About dan

Just another Python hacker

Concordance 2

In the last post, I introduced the concordance and how it can be used to examine, understand, and identify problems content. Just as a reminder, a concordance is a list of words used in a body of work, with their immediate contexts [http://en.wikipedia.org/wiki/Concordance]. For example, I can use a concordance to understand the different usages of the word “reactor” in a Wikipedia article on the Fukushima Nuclear Disaster:

> python concordance.py '.{30}(?i)reactor.{30}' fukushima.txt
arch 2011 of the four damaged reactor buildings Date 11 March 2011
es six separate boiling water reactors originally designed by Gener
O). At the time of the quake, Reactor 4 had been de-fueled while 5
the earthquake, the remaining reactors 1-3 shut down automatically
olant water through a nuclear reactor for several days in order to
wn. As the pumps stopped, the reactors overheated due to the normal
 first few days after nuclear reactor shutdown (smaller amounts of
, only prompt flooding of the reactors with seawater could have coo
ause it would ruin the costly reactors permanently. Flooding with s
 the water boiled away in the reactors and the water levels in the
...

The Python code that generates this information is short and simple. There are two command line arguments: the expression used to search the text and the name of the text file. The Python program reads the input text, then uses the findall method from the re library to generate a list of matches. A simple for loop iterates over the results and prints them. Here is the core of the program:

import re
import sys
fp = open(sys.argv[2])
txt = fp.read()
fp.close()
for matchstr in re.findall(sys.argv[1],txt):
    print matchstr

This script is short because most of the processing is happening in the re.findall function when evaluating the regular expression. Using this powerful capability, you can create a wide variety of input expressions to match the content in your text file. Here are just a few examples:

Expression Meaning
day Match any string containing “day”
[Dd]ay Match any string containing “day” or “Day”
(?i)day Case insensitive match for any string containing “day” with any combination of upper- and lower-case characters
(?i)\bday\b Case insensitive match only the word “day”, not Sunday, days, etc
.{10}day Match any string containing “day” and any 10 characters before it
.{10}day.{10} Match any string containing “day” and any 10 characters before and after
.(?:the |a )day Match “the day” or “a day”, but not “someday”
on \w+ day Match “on __ day” where “__” is any single word
on.{,30} reactor Match “on” followed by reactor within 30 characters

At first glance, regular expressions might seem bewildering and incomprehensible. But creating a simple template with examples can help you towards the productive use of regular expressions. Another issue is running a Python program on the command line, which is not a common use model on a Windows computer in 2013. In the next post I’ll explore how to make this powerful script more user-friendly and accessible.

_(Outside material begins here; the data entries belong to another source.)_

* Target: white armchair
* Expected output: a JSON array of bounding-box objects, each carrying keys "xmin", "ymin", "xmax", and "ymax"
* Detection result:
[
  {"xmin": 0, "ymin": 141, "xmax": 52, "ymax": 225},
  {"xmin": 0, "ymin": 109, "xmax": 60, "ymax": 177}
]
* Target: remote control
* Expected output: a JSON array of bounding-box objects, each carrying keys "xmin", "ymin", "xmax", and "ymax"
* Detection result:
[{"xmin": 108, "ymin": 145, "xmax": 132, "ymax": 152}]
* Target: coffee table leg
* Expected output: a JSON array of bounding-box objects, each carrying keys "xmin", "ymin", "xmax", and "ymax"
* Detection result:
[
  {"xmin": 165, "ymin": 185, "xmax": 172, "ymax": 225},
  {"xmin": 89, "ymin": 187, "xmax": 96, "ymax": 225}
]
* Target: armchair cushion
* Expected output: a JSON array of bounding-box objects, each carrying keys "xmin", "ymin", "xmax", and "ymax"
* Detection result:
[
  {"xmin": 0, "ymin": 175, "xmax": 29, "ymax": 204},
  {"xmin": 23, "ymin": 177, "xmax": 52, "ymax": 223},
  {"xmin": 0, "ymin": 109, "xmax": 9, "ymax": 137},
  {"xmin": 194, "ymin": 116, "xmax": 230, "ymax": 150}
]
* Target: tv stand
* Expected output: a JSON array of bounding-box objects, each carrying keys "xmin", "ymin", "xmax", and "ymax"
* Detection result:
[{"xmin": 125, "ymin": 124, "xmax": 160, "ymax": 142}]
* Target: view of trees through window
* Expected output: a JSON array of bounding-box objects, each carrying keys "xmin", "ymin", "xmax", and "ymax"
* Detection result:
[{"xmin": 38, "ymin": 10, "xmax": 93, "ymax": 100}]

Building a Concordance with Python

As a Python scripter who is now a Technical Writer, I’ve found an amazing number of uses of Python in my job. Python is wonderfully suited for all sorts of text processing and manipulation. I heartily recommend that any Technical Writer become familiar with a scripting language like Python to simplify their document production flow, improve the quality of their documentation and increase productivity.

One way that scripted text processing can help your documentation is to identify inconsistencies and style problems in your writing. In my first assignment as a Technical Writer, I was handed a user guide and told to “clean it up.” Documents that are passed from writer to writer tend to gather cruft over time and inherit different writing styles from different writers. How do you get a quantitative understanding of the update task, other than reading the document and noting the problems one-by-one? To answer this question, I wrote a concordance generator.

A concordance is a list of words used in a body of work, with their immediate contexts.
[http://en.wikipedia.org/wiki/Concordance_(publishing)]. Using a concordance, you can view word usage in context and quickly spot inconsistencies. I’ve found that this technique is much, much more effective than using the word processor’s search feature to look through the document (although the latest version of Microsoft Word does contain improvements in this area.)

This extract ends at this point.